One-step hydrothermal synthesis of LaFeO3 perovskite for methane steam reforming

• Published in: Reaction kinetics, mechanisms and catalysis Vol. 120; no. 1; pp. 167 - 179
• Main Authors: Gómez-Cuaspud, Jairo. A., Vera-López, Enrique, Carda-Castelló, Juan. B., Barrachina-Albert, Ester
• Format: Journal Article
• Language: English
• Published: Dordrecht Springer Netherlands 01.02.2017
• Subjects: Catalysis; Chemistry; Chemistry and Materials Science; Industrial Chemistry/Chemical Engineering; Physical Chemistry; Perovskite; Gas–solid reaction; Chemical synthesis; Hydrothermal; Oxide material
• ISSN: 1878-5190; 1878-5204
• DOI: 10.1007/s11144-016-1092-8

This work describes the synthesis of LaFeO 3 oxide, using a one-step hydrothermal synthesis route, to obtain a solid with useful superficial, morphological and textural properties for applications in steam methane reforming reaction. The synthesis process starts from the corresponding metal nitrates of lanthanum and iron dissolved in deionized water in well-defined concentration, and the dissolution of KOH as mineralizing agent. The reaction is developed in a Teflon-lined stainless steel autoclave at 300 °C for 14 days. The composition and surface area were determined with X-ray fluorescence and nitrogen adsorption isotherms, confirming the basic stoichiometry of oxide and a high active area. The crystalline structure was evaluated with X-ray diffraction analysis, showing a pure orthorhombic perovskite phase.
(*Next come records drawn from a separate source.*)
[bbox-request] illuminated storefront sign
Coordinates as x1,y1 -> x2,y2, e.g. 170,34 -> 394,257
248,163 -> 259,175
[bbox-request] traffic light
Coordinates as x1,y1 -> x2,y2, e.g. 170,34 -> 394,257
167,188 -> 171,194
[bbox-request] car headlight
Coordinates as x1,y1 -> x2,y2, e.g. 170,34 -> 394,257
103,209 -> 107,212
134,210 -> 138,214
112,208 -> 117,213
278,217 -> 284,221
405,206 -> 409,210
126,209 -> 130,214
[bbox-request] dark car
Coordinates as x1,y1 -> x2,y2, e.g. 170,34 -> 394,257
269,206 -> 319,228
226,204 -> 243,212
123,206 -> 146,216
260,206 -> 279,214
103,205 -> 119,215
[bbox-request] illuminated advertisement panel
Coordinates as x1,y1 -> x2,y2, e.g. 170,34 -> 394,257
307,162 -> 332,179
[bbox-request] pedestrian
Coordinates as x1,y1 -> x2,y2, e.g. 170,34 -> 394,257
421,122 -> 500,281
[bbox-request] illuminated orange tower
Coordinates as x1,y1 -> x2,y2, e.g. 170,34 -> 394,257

Temperature programmed reduction results show the development of three single steps at different temperatures, kinetically detectable and related with reduction of component oxides. Scanning and transmission electron microscopy results, showed a remarkable degree of crystallization, favoring a specific morphology as result of the low consolidation temperature of the perovskite phase. The catalytic test, analyzed by means of steam methane reforming action, performed along 240 h on stream, reveals a light deactivation rate, decreasing progressively 7.1 % until 60 % of methane conversion, indicating the improved morphological and surface characteristics of solid for potential applications.